Catch Tricky Bugs in Less Time Using Formal Verification
How to leverage formal verification to get better results from audit competitions
Author:
Armen Ter-AvetisyanIn the ever-evolving landscape of smart contract development, securing code is paramount. Yet, measuring security enhancements or the effectiveness of security services remains an elusive challenge. Formal Verification (FV) contests offer a measurable and effective approach to increasing code security by combining the depth of formal verification with the breadth of the community.
The primary goal of any security service is straightforward: enhance the security of smart contracts. However, the complexity lies in quantifying this security. A traditional security review might not identify any issues, which could lead to a mistaken sense of security. This sense of security hinges on the belief that auditors always deliver consistent results, which overlooks the human elements of variability and error. What is needed is a quantitative way to measure a given security service's effectiveness. While this is difficult for manual and human services like security reviews, it is straightforward for programmatic methods like testing, fuzzing, and formal verification.

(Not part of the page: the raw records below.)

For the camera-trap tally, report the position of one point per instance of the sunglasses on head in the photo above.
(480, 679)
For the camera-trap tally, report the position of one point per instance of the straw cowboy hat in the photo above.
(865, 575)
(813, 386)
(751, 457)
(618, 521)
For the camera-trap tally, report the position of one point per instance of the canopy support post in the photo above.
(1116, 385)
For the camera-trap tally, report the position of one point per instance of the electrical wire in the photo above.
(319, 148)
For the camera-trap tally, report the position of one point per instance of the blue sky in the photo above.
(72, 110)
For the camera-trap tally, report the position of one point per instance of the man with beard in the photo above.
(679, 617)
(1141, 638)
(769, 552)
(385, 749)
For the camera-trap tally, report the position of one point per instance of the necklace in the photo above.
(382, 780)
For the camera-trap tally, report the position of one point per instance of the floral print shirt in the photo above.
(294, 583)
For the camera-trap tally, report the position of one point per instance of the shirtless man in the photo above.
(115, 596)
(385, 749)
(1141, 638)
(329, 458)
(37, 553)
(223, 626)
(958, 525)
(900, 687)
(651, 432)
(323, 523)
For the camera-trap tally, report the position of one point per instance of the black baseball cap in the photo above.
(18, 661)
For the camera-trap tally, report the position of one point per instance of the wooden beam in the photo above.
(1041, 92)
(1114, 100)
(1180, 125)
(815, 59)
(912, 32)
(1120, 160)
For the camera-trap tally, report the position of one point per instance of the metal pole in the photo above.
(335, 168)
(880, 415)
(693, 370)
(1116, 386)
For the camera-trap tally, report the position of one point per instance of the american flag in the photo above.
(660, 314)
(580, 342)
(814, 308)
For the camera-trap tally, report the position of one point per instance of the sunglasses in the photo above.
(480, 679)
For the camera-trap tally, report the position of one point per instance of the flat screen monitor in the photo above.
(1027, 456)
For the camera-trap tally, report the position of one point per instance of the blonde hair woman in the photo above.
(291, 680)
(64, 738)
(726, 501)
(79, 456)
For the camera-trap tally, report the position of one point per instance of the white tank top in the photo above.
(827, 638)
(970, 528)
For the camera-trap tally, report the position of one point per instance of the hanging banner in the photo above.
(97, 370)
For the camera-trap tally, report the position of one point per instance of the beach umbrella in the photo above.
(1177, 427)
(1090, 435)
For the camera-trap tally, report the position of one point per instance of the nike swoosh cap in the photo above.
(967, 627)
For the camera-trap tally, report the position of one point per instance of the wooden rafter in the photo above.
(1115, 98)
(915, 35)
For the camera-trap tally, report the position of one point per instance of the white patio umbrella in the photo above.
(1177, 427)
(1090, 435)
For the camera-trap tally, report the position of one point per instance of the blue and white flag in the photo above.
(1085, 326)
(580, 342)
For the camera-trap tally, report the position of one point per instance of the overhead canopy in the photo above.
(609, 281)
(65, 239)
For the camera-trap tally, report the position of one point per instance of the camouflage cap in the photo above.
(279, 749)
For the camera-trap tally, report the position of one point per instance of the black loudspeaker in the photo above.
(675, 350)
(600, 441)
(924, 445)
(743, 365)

One key aspect of quantifying the effectiveness of security services like formal verification is the measurement of coverage. Coverage is a well-known metric commonly used to evaluate the effectiveness of tests and is a crucial component in quantifying the impact of security services. In the context of smart contract security, coverage helps determine the extent to which the codebase has been thoroughly tested and verified, providing insight into the level of confidence one can have in the contract's security.
Traditional methods typically focus on whether a test touches a certain part of the code, which doesn't necessarily guarantee that the test would catch a bug if one existed. To address this shortcoming, we employ alternative methods to measure coverage more effectively. Mutation testing is the primary method utilized to evaluate formal specification, which directly addresses the question, "If a bug existed here, would we catch it?". Automatic methods introduce small changes (mutants) into the code using open-source tools such as Gambit. Mutation testing can be taken a step further by manually adding complex bugs, for example, new functions or larger changes to the code, which more robustly test specifications. By doing so, we get a better idea of coverage and stronger assurances. This method of mutation testing is particularly useful when paired with testing methods that benefit from taking a high-level or abstract view of the code, such as invariant fuzzing and formal verification.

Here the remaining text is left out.